En efecto, es el mismo que consolidó el Ciclo del Rey Arturo, y que hoy se ha popularizado gracias a El Señor de los Anillos. En este sentido, es difícil ver Harry Potter y el misterio del príncipe sin buscar equivalencias entre Dumbledore y Gandalf, Harry Potter y Frodo, Voldemort y Sauron…
Al margen de este juego de espejos, la película consigue superar un inconveniente: el hecho de ser una transición que nos conduce a la batalla final que se presume en el desenlace.
Digamos que, dentro de la saga, los protagonistas no evolucionan aquí muy decisivamente con relación a la entrega anterior. Y sin embargo, David Yates consigue que nos olvidemos de ello conduciéndonos a otro terreno: el del romance adolescente.
Desde los lejanos tiempos en que Alan Parker rodó Melody, el amor entre colegiales ha pasado por todo tipo de altibajos en el cine. Aquí Yates lo aborda con sentido del humor, pero sin ironía, de forma que el espectador pueda identificarse con un enredo sentimental tan honesto como complaciente y lleno de ternura.
Sinopsis
Envalentonados por el regreso de Lord Voldemort, los mortífagos están causando estragos tanto en el mundo de los Muggle como en el de los magos y Hogwarts ya no es el refugio seguro que era en otro tiempo.
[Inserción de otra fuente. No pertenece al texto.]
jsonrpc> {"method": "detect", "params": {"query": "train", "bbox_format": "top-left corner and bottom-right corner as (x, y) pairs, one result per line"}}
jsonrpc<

Harry sospecha que puede haber nuevos peligros dentro del castillo, pero Dumbledore está más decidido a prepararlo para la batalla final que sabe que se avecina. Necesita que Harry le ayude a descubrir una clave esencial para desentrañar las defensas de Voldemort—una información fundamental que sólo conoce el antiguo profesor de pociones de Hogwarts, Horace Slughorn.
Con eso en mente, Dumbledore convence a su antiguo colega para que vuelva a su anterior puesto prometiéndole mas dinero, una oficina más grande…y la oportunidad de dar clase a Harry Potter.
Entre tanto, los estudiantes se ven amenazados por un adversario muy diferente cuando las hormonas de los adolescentes causan estragos a través de las murallas.
La larga amistad de Harry con Ginny Weasley se está convirtiendo en algo más profundo, pero en su camino se interpone el novio de Ginny, Dean Thomas, por no mencionar a su hermano mayor Ron. Pero Ron tiene sus propios enredos amorosos de los que preocuparse, con Lavender Brown dedicándole todo su cariño, lo cual deja a Hermione a punto de estallar de celos pero decidida a no mostrar sus sentimientos. Y entonces una caja de bombones rociados con una poción amorosa acaba en las manos equivocadas y lo cambia todo.
Mientras florece el amor, un estudiante permanece distante con asuntos mucho más importantes en su mente. Está decidido a dejar su huella, aunque sea oscura. El amor se respira en el ambiente, pero se avecina la tragedia y puede que Hogwarts no vuelva a ser nunca lo mismo.